On January 13, 2016, the British Columbia Supreme Court released its decision in Coastal First Nations v. British Columbia (Environment), 2016 BCSC 34. The judgment is the first in a line of approximately 20 separate legal challenges against the Northern Gateway Pipeline. In finding for the Coastal First Nations and Gitga’at First Nation, the Court held that a 2010 provincial-federal Equivalency Agreement (the “Agreement”) was invalid because it removed the Province’s role of issuing an Environmental Assessment Certificate for the pipeline. Additionally, the Court found that the Province breached its duty to consult Coastal First Nations (CFN) and the Gitga’at First Nation about the Agreement.

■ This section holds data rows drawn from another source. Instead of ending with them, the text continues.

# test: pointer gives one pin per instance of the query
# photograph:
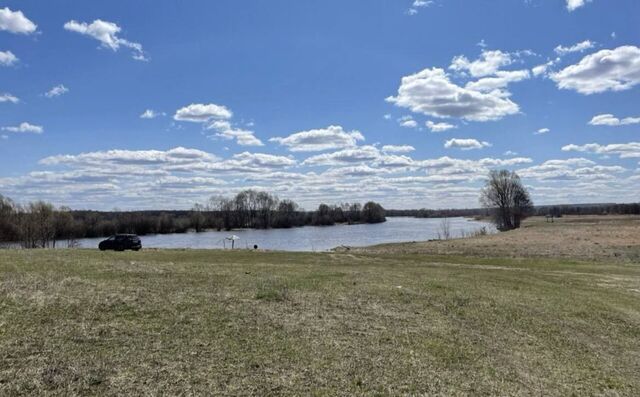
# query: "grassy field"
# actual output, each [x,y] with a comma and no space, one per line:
[392,321]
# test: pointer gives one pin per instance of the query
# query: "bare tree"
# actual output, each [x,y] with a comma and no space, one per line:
[444,232]
[507,198]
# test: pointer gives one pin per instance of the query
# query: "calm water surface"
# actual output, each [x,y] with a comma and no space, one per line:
[312,238]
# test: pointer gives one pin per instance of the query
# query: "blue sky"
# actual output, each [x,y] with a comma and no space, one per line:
[406,102]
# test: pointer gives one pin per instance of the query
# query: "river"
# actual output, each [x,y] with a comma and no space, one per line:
[312,238]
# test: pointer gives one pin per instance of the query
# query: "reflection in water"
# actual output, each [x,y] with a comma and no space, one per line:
[312,238]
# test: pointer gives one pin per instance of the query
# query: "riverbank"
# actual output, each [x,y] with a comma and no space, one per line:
[591,237]
[280,323]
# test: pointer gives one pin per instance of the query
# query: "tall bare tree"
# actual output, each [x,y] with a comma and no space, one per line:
[507,198]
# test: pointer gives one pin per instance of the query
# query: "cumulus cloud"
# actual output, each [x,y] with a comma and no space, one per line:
[16,22]
[346,156]
[150,114]
[570,169]
[25,127]
[439,127]
[225,130]
[579,47]
[605,70]
[263,160]
[58,90]
[575,4]
[407,122]
[466,144]
[202,113]
[611,120]
[500,80]
[623,150]
[398,148]
[329,138]
[6,97]
[488,63]
[131,157]
[107,34]
[431,92]
[7,58]
[217,119]
[417,4]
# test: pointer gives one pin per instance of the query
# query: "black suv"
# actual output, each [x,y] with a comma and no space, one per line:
[121,242]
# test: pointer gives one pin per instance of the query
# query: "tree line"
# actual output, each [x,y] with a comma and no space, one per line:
[40,224]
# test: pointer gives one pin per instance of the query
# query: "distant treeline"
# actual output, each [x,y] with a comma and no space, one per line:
[541,210]
[40,224]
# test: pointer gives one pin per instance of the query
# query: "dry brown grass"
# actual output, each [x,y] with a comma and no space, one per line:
[580,237]
[189,322]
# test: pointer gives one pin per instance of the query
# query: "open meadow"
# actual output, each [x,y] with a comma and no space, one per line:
[550,309]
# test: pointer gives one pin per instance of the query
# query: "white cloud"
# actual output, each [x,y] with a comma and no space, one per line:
[150,114]
[346,156]
[466,144]
[500,80]
[58,90]
[623,150]
[25,127]
[332,137]
[430,92]
[15,22]
[217,118]
[570,169]
[611,120]
[488,63]
[107,34]
[605,70]
[225,130]
[6,97]
[575,4]
[263,160]
[7,58]
[579,47]
[132,157]
[407,122]
[543,68]
[398,148]
[439,127]
[201,113]
[419,4]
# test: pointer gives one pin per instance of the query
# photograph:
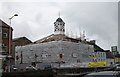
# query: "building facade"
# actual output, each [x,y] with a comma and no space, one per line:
[55,50]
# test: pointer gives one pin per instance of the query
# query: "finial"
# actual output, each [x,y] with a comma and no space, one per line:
[59,14]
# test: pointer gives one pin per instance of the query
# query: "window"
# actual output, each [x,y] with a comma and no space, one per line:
[74,55]
[5,35]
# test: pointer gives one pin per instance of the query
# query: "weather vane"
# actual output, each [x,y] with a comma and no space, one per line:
[59,14]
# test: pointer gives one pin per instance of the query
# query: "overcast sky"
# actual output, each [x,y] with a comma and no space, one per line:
[36,19]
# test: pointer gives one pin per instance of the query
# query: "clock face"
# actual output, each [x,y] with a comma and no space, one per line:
[44,55]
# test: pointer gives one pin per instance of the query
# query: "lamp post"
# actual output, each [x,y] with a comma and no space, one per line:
[9,49]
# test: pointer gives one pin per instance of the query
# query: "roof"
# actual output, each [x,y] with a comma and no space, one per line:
[57,37]
[21,41]
[59,20]
[63,37]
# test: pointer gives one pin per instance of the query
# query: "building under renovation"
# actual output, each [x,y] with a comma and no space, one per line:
[55,50]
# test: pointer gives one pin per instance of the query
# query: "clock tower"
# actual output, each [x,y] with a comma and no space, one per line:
[59,26]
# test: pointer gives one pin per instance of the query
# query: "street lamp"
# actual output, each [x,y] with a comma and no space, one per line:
[9,49]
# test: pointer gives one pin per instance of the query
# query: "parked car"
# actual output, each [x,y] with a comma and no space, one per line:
[104,74]
[30,67]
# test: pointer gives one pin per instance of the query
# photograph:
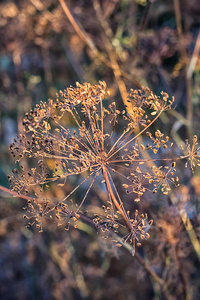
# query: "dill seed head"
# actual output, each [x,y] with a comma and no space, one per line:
[76,135]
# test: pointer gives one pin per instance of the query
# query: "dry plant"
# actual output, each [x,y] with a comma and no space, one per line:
[79,138]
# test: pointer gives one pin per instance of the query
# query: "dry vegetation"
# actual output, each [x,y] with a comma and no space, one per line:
[118,169]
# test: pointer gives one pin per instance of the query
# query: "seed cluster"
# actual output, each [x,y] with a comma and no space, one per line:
[79,135]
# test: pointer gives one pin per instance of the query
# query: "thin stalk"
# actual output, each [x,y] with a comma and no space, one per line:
[118,206]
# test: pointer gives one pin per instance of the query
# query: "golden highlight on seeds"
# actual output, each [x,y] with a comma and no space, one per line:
[79,140]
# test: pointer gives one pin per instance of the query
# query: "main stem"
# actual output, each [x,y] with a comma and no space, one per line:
[119,207]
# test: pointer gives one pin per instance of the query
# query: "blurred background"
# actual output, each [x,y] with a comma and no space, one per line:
[48,45]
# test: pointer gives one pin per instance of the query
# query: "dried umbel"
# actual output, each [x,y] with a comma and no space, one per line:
[79,135]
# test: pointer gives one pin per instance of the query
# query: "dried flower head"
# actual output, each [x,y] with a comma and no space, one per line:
[78,135]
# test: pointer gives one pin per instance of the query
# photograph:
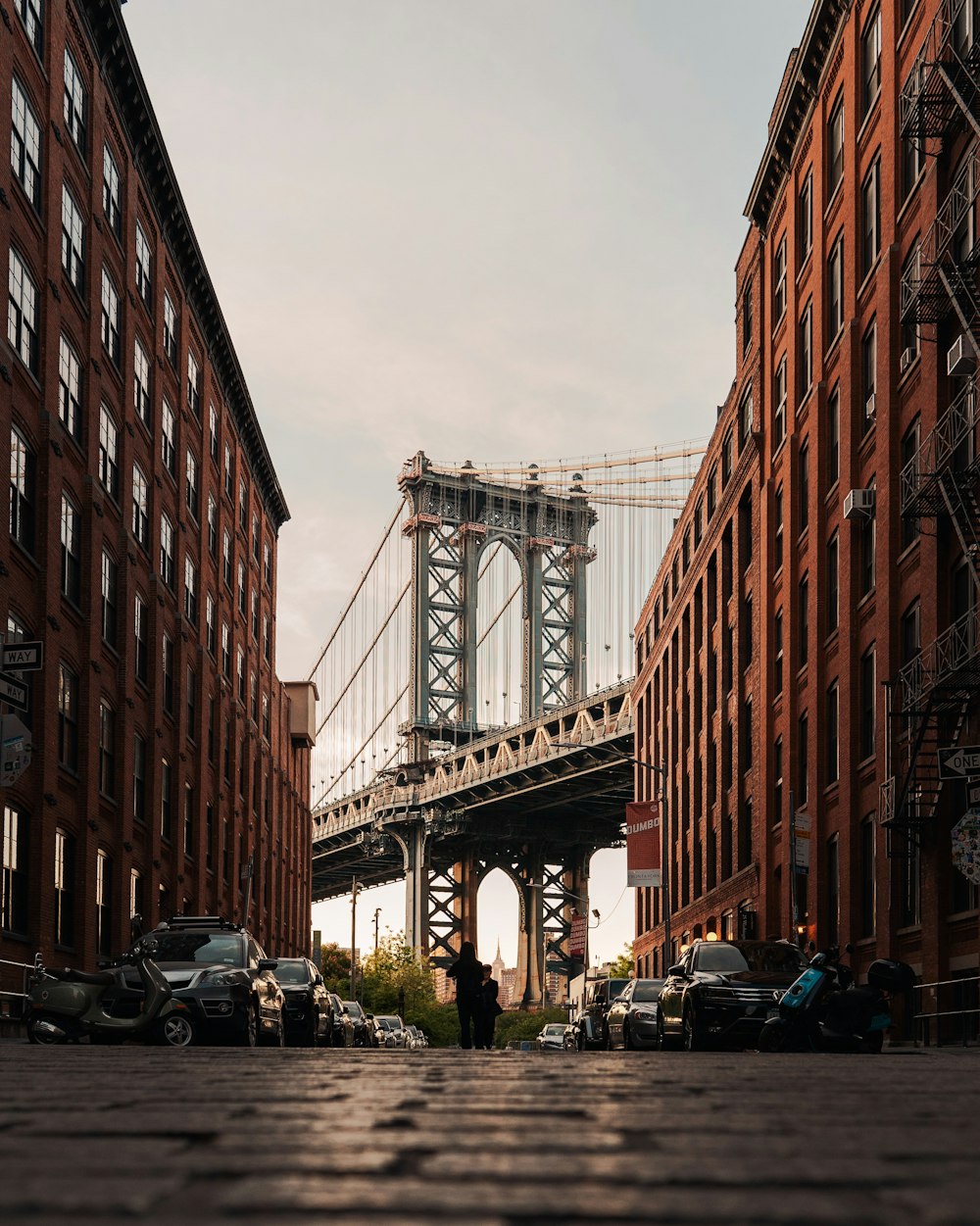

Northern Gateway Pipeline Ltd. (NGP) claimed that this interprovincial pipeline was a vital element of a federal work and undertaking, and fell within exclusive federal jurisdiction. It argued that any requirement that British Columbia approve the project was unconstitutional, based on doctrines of pith and substance, inter-jurisdictional immunity and paramountcy.
The Court rejected NGP’s “extreme position” and supported the trend towards cooperative federalism, especially regarding the environment, an area of shared jurisdiction. Judge Koenigsberg wrote that British Columbia should have jurisdiction to regulate environmental concerns since the proposed project will undisputedly have significant adverse effects that, “disproportionately impact the interests of British Columbians.” The Court agreed with CFN that while the BC Environmental Assessment Act can work with federal legislation to avoid duplicating assessments, nothing in the Act permits the Province to entirely abdicate its responsibility for review and approval of projects within its borders.
Judge Koenigsberg’s decision upholds provincial responsibility to evaluate the pipeline through an Environmental Assessment Certificate, and issuing that certificate with or without conditions. However, the judgment does not say what would occur if the Province refused to issue the certificate.
The Court found that by initially entering into the 2010 Agreement with Canada, the Province did not trigger the duty to consult. But once the Province knew about First Nations’ concerns regarding NGP’s oil spill response capacity during 2013 to 2014, it owed a duty to consult CFN and Gitga’at on whether or not it should terminate the Agreement. Additionally, the content of the Agreement – replacing the provincial environmental assessment entirely with the federal one – deprived the Province of a key tool to give effect to its obligation to consult and especially accommodate the Nations. Unlike the BC Environmental Assessment Certificates, the federal environmental assessment lacks a mechanism to impose legally-binding conditions on project proponents.
As a remedy, the judge issued a series of declarations, including that part of the Agreement is invalid, and that the Province has a duty to consult. Costs were also granted to CFN and Gitga’at First Nation.